「別れたほうがいい」と言う彼。それでも私に愛情を見せる理由
こんばんは。
心理カウンセラーの浅野寿和です。
突然彼に「別れたほうがいいと思う」と言われた。
ただ、なぜか彼は離れていかない。
抱きしめてくる。優しくする。会おうとする。連絡も途切れない。
なのに、「続けよう」とは言わない。
大切にされている気もするのに、安心はできない。
期待してはいけない気もするのに、気持ちは離れきらない。
この宙ぶらりんな感じに、心がすり減ってしまう人は、実は少なくありません。
この状態は、恋愛がうまくいっていないから起きる、というよりも、
二人の間で“ある心理状態”が共有されているときに起きやすいものです。
今回は読者さまからいただいたご質問を元に、
「別れたほうがいい」と言うけれど、私に愛情を見せる彼の心理と理由について
心理面から解説していきます。
Index
- 1 いただいたご質問はこちら
- 2 「別れたほうがいい」と言われたのに、なぜか離れていかない彼の心理
- 3 彼は本当に「別れたい」のか?
- 4 「別れたい/続けたい」では説明できない状態は確かに存在する
- 5 言葉と行動がズレるとき、彼の中で起きていること
- 6 「俺が引き受けなきゃ」という役割が、別れを語らせることもある
- 7 いつの間にか、私が「彼と同じ気持ち」になっていく
- 8 問題は「彼の本音」ではなく、二人が立っている場所かもしれない
- 9 「なんで一人で背負ってるんだろう」という視点
- 10 答えが出ないまま、立ち止まっているあなたへ
- 11 最後に:この感覚を、もう少し整理したい人へ
- 12 こちらの記事も読まれています|関連記事
いただいたご質問はこちら
浅野さんへのご質問
「別れたほうがいい」と言いながら、愛情を見せる彼に戸惑っています。
彼とは付き合って8ヶ月、二十代後半の同い年です。彼は最近転職し、結婚は30代以降、余裕ができたらという考えです。

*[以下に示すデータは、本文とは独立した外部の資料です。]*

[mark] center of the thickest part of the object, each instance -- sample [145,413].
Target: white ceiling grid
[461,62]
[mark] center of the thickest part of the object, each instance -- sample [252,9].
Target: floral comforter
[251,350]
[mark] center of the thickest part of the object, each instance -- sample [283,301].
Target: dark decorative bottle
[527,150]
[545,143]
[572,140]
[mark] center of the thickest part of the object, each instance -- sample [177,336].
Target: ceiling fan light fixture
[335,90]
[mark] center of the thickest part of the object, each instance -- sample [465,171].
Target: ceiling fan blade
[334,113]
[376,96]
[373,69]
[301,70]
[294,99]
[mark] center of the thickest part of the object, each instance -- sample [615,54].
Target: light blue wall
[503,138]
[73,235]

一方、私は30歳までに結婚し、子どもが欲しいと思っています。
交際半年頃、旅行の流れで彼の実家に挨拶に行き、将来の話をした際に、
彼から「一人で考えると別れた方がいいと思う」と言われました。
お金や仕事の見通しが立たず、数年以内に結婚の約束はできない、ただ結婚願望が全くないわけではない、と。
私が結婚を望んでいるなら、時間を無駄にしないためにも別れた方がいいのではないか、とも言われました。
その場では泣いてしまいましたが、今すぐ別れは決められず、もう少し考えようという形で続いています。その後も彼は「一人でいると別れを考える」「責任が取れないままズルズル付き合うのが怖い」と話します。
ただ、別れるか聞くと答えはなく、抱きしめたり一緒に眠ったりと愛情は示してきます。私も踏ん切りがつかず、別れ話は毎回曖昧なまま終わります。
私は彼が大好きで、結婚するなら彼がいいと思っています。一方で、このまま数年後に結婚できる保証もなく別れる可能性を考えると、今別れるべきでは、という理性的な思いもあります。でも、どうしても決められません。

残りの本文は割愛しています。